Cris Bautista teaches high school in Oakland, California, but to afford to live in the San Francisco Bay Area, he commutes an hour or more to an apartment he shares with another teacher and works weekends at a coffee shop.
The English and history teacher is among the Oakland educators who went on strike for a week, winning an 11 percent pay raise with the argument that their salaries were not nearly keeping up with the soaring cost of living in a region flush with technology industry money. As evidence, they point to the district’s above-average turnover rate.
Their predicament has been so illustrative of a national inequity problem in America’s wealthiest communities that the tentative contract — which also comes with a one-time 3 percent bonus — is a triumph that stands out among the dozen major teacher strike movements that have swept the country in the past year.
“The contract will help ensure more teachers stay in Oakland and that more come to teach in our classrooms and support our students,” said Oakland Unified School District Superintendent Kyla Johnson-Trammell in a statement.
Educators’ struggles to afford housing have also been at the heart of union strife in other high-priced cities from Seattle to Los Angeles, part of a wave of teacher activism that has swept the country since a statewide teachers’ walkout last spring in West Virginia.
It’s an issue that school districts, community groups and others have been working to address in affluent areas to help retain teachers, and to make it easier for them to live in and stay involved with the communities they serve.
In California, where the affordability crisis is especially acute, school districts from Santa Clara in Silicon Valley to Los Angeles have created affordable housing programs to serve their staffs. The Los Angeles Unified School District started offering apartments on or near its school campuses in 2015, but affordable housing income guidelines have limited the number of teachers living in the units, which are leased instead to lower-paid support staff like bus drivers and teacher assistants.
In January, the Los Angeles teachers union won a 6 percent pay raise after a six-day strike.
A business group called Landed launched in 2015 to offer down payment assistance to teachers and has contributed to the home purchases of nearly 200 educators in California, Washington state and Colorado, according to founder Alex Lofton, who said the startup was inspired by a Stanford University program to help its staff. Landed takes a cut of either the profit or loss when the home is resold. The real estate program began with seed money from Facebook CEO Mark Zuckerberg’s philanthropy to help teachers and it hopes to eventually broaden to other “essential” community professionals like firefighters and nurses.
The Oakland Education Association and its 3,000 teachers walked out on February 21 to demand increases in what they say are some of the lowest salaries for public school teachers in the Bay Area. Salaries for Oakland teachers start at $46,500 a year and the average salary is $63,000, according to the union. In neighboring Berkeley, a starting teacher makes $51,000 a year and the average salary is $75,000, the union said.

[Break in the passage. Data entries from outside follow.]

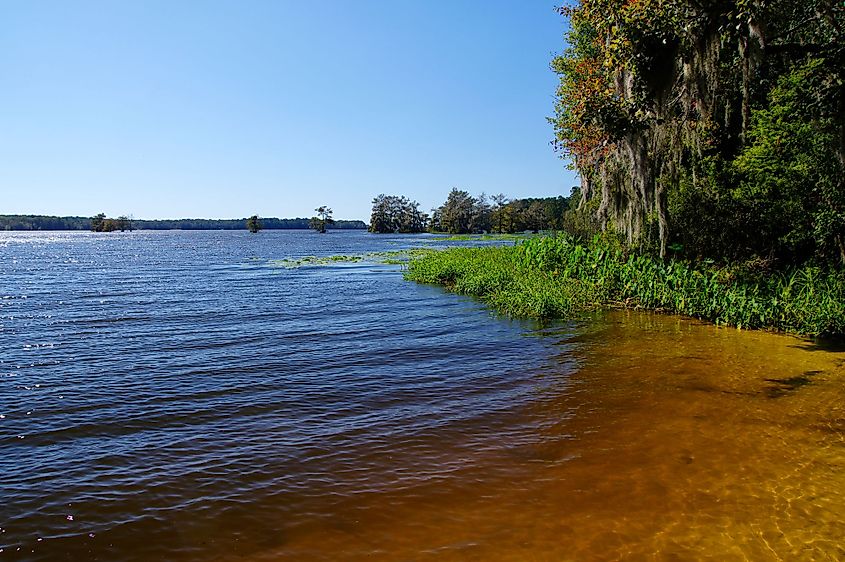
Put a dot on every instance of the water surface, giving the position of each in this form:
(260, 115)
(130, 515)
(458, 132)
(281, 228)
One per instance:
(182, 396)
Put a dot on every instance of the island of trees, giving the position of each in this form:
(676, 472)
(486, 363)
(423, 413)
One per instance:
(710, 141)
(463, 213)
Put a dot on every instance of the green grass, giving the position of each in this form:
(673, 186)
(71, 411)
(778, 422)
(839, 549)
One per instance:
(557, 277)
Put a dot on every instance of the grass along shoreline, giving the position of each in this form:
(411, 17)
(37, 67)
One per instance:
(556, 276)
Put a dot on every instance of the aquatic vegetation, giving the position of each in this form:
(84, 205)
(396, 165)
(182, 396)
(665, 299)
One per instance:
(483, 237)
(394, 257)
(557, 276)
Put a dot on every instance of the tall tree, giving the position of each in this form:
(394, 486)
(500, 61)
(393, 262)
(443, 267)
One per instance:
(253, 224)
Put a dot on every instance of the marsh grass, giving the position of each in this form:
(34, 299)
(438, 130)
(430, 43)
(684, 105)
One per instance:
(557, 277)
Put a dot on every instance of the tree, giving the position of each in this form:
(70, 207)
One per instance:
(322, 220)
(253, 224)
(497, 214)
(393, 213)
(662, 106)
(97, 222)
(456, 214)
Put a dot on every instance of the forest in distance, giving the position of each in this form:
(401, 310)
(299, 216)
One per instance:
(41, 222)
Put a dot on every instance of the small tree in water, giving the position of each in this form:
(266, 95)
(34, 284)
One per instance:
(253, 224)
(323, 219)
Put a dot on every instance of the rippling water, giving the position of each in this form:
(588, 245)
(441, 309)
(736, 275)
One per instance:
(180, 395)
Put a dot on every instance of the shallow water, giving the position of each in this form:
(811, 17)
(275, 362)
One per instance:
(178, 395)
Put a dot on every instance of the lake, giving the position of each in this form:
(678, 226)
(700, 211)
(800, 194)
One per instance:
(193, 396)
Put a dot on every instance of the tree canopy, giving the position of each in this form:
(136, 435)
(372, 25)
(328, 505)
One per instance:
(713, 127)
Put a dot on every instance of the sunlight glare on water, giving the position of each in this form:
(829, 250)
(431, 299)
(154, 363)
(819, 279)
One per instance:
(179, 396)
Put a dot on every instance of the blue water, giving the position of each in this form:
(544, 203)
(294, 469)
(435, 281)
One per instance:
(183, 395)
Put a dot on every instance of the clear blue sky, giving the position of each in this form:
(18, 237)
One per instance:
(167, 109)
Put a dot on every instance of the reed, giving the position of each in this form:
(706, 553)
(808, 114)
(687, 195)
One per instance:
(556, 276)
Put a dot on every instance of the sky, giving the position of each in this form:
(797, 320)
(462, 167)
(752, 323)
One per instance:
(224, 109)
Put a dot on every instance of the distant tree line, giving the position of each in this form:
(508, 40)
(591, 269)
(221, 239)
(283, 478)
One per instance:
(40, 222)
(463, 213)
(101, 223)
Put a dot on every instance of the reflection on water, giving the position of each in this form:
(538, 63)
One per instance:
(175, 396)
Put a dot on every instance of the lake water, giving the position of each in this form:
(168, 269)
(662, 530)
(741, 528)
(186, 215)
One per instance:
(188, 396)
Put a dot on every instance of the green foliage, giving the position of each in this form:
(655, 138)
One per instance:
(558, 276)
(41, 222)
(323, 219)
(393, 213)
(788, 179)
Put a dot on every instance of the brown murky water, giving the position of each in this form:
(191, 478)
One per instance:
(178, 396)
(674, 440)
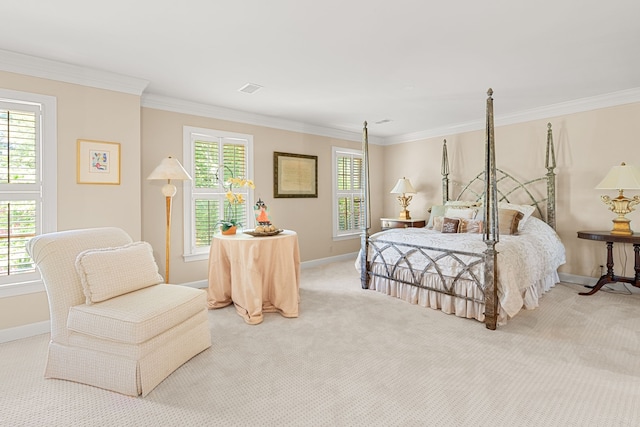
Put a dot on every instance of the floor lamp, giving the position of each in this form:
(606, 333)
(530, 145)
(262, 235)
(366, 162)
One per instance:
(169, 169)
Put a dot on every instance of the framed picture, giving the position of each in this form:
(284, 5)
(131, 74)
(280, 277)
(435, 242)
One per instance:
(295, 175)
(98, 162)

Bautista said if he could afford to live in Oakland, he would offer more after-school tutoring to his students. But he can only afford to live an hour away in Fremont, where he pays $1,300 for his share of an apartment. By comparison, Oakland’s median rental housing price is $3,380 for a two-bedroom home, according to Zillow.
“I would like for my career to be in Oakland,” said Bautista, who said he left a position in a wealthier school district that paid him $10,000 more, in order to work with Oakland’s diverse, underserved student population. “At the same time, money is a concern.”
The teachers say the income gap is forcing many of them to leave the district or profession entirely.
Desiree Carver-Thomas, an expert on teacher turnover at the Learning Policy Institute in Palo Alto, said about 20 percent of educators leave the district annually, but some schools, particularly in poorer east and west Oakland see up to 30 percent of their teachers disappearing. Ismael Armendariz, first vice president of the Oakland teachers union, said it’s the worst at West Oakland Middle School, which over a three-year period retained only 9 percent of its teachers.
“That’s a problem because that kind of instability has an effect on student achievement,” Carver-Thomas said.
An Oakland school district spokesman said it recently began exploring the possibility of facilitating more affordable housing in the city.
“It’s very much in our mind because we know how expensive it is to live here,” spokesman John Sasaki said.
But Oakland teacher Grace Bigler says the concept of “teacher housing” or assistance programs are insulting to the profession and don’t address the inequity issue at the root of the problem.
“Teacher housing is kind of Band-Aid on a deep wound,” Bigler said.
In some areas, solving the issue of affordable housing for teacher has been a decades-long effort.
Eagle County Schools, which serves the ritzy ski-town areas around Vail, Colorado, has for the past twenty years sought a developer to build on district-owned property because it struggles with teacher recruitment and turnover, which hovers around 12 percent. But that on-going proposal has been hampered by dueling interests: making a profit alongside affordable housing for teachers.
“It’s a real crisis for everyone in our community to have this situation,” said Dan Dougherty, a district spokesman.
The school system has recently turned to the Habitat for Humanity nonprofit to create below-market price homes for teachers who must help build it. The district also offers eight temporary housing units to get new teachers into the district.